The weather may have been heating up outside, but things sure were cool May 26 at the Emerald Park Elementary School auditorium, where the fifth- and sixth-graders were rehearsing a new show about polar bears and penguins.
Called “Black and White” and written by fifth- and sixth-grade teacher Bob Johnson, the play focuses on a group of penguins who discover a cell phone.
According to Johnson, two of the penguins have “inclinations” toward being scientists and learn about global warming, which they then try to tell the rest of the group.
“Most of the other penguins don’t believe her,” Johnson said, of one of the main characters, during a break in rehearsals.
In Act 2, however, a pair of polar bears arrive from the Arctic and confirm that yes, the ice is melting where they live.
Johnson said the play, which features 38 students in various roles, is a multi-media presentation featuring several videos that help move the play along.
“We interact with the videos,” Johnson said.
The show also features songs and dance, which culminate in the “Moonlight Madness” festival at the end of the play, complete with a big dance number choreographed by Joselito Castillo of the South Side Dance Force.
“When we brought the South Side Dance Force in, it really changed things,” Johnson said.
Castillo said his group has been wanting to work in the community and does an after school program for primary students already at Emerald Park. He saw this as another opportunity bring dance into the schools and liked the idea of choreographing an original work, as well as the relevant subject matter of the play.
“It’s a crowd pleaser,” he said of the number at the finale. “It’s finding that individual party in each of the dancers.”
“Black and White” is the sixth play Johnson has written for performance at the school and he said this one was inspired by a Discovery Channel special highlighting the plight of polar bears as Arctic ice melts due to increasing global temperatures.
“It stuck with me for years,” he said of the polar bears.

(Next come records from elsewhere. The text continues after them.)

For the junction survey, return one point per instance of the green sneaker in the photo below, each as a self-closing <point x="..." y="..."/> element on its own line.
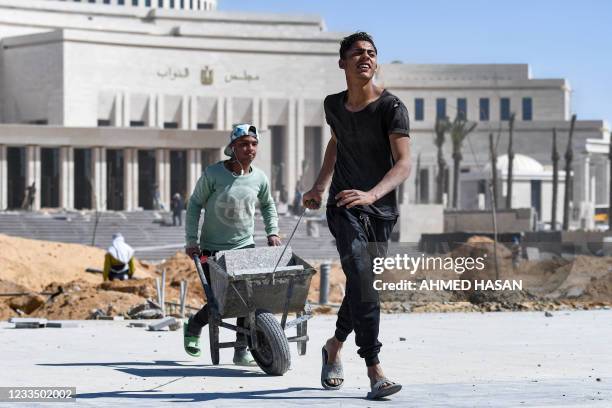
<point x="191" y="343"/>
<point x="244" y="359"/>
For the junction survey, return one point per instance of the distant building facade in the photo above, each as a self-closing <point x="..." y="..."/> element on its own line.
<point x="106" y="103"/>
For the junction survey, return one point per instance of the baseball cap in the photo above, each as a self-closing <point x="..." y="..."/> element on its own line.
<point x="238" y="132"/>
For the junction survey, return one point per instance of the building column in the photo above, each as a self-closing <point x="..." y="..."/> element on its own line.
<point x="299" y="141"/>
<point x="194" y="168"/>
<point x="151" y="107"/>
<point x="162" y="173"/>
<point x="99" y="178"/>
<point x="255" y="112"/>
<point x="193" y="112"/>
<point x="160" y="111"/>
<point x="117" y="118"/>
<point x="3" y="178"/>
<point x="66" y="177"/>
<point x="229" y="113"/>
<point x="33" y="172"/>
<point x="263" y="114"/>
<point x="185" y="106"/>
<point x="126" y="109"/>
<point x="220" y="121"/>
<point x="130" y="179"/>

Previous plays have dealt with the Kalakala, the old ferry moored in Tacoma, as well as one in which aliens landed on Earth and tried to figure out the WASL exams.
Though a controversial issue by some standards, Johnson said that while this production’s title is a play on both the outfit worn by the penguins and the growing scientific evidence supporting a warming planet, the message is not heavy-handed.
“We don’t want to preach,” he said, “but we want to make you aware of what’s going on.”
Johnson said he spent three months writing the play and kids have been working hard at rehearsal, two hours a day, several times a week for the past two months.
“It’s pretty ambitious,” he said.
“The message is about helping the polar bears,” said Meaghen Schneider, 10, a fifth-grader.
“I think at the end the polar bears and the penguins are trying to convince the people in the audience about global warming and how to deal with it,” agreed Jazmin Caliman, 12, a sixth-grader.
Principal Dean Ficken, who could be seen clapping along during rehearsals, said the play provides another area for students at the school to show their talents.
“There’s kids that shine in this discipline that don’t shine in other disciplines,” he said.
The play ran May 27-28 to a crowd of enthused students, parents and teachers.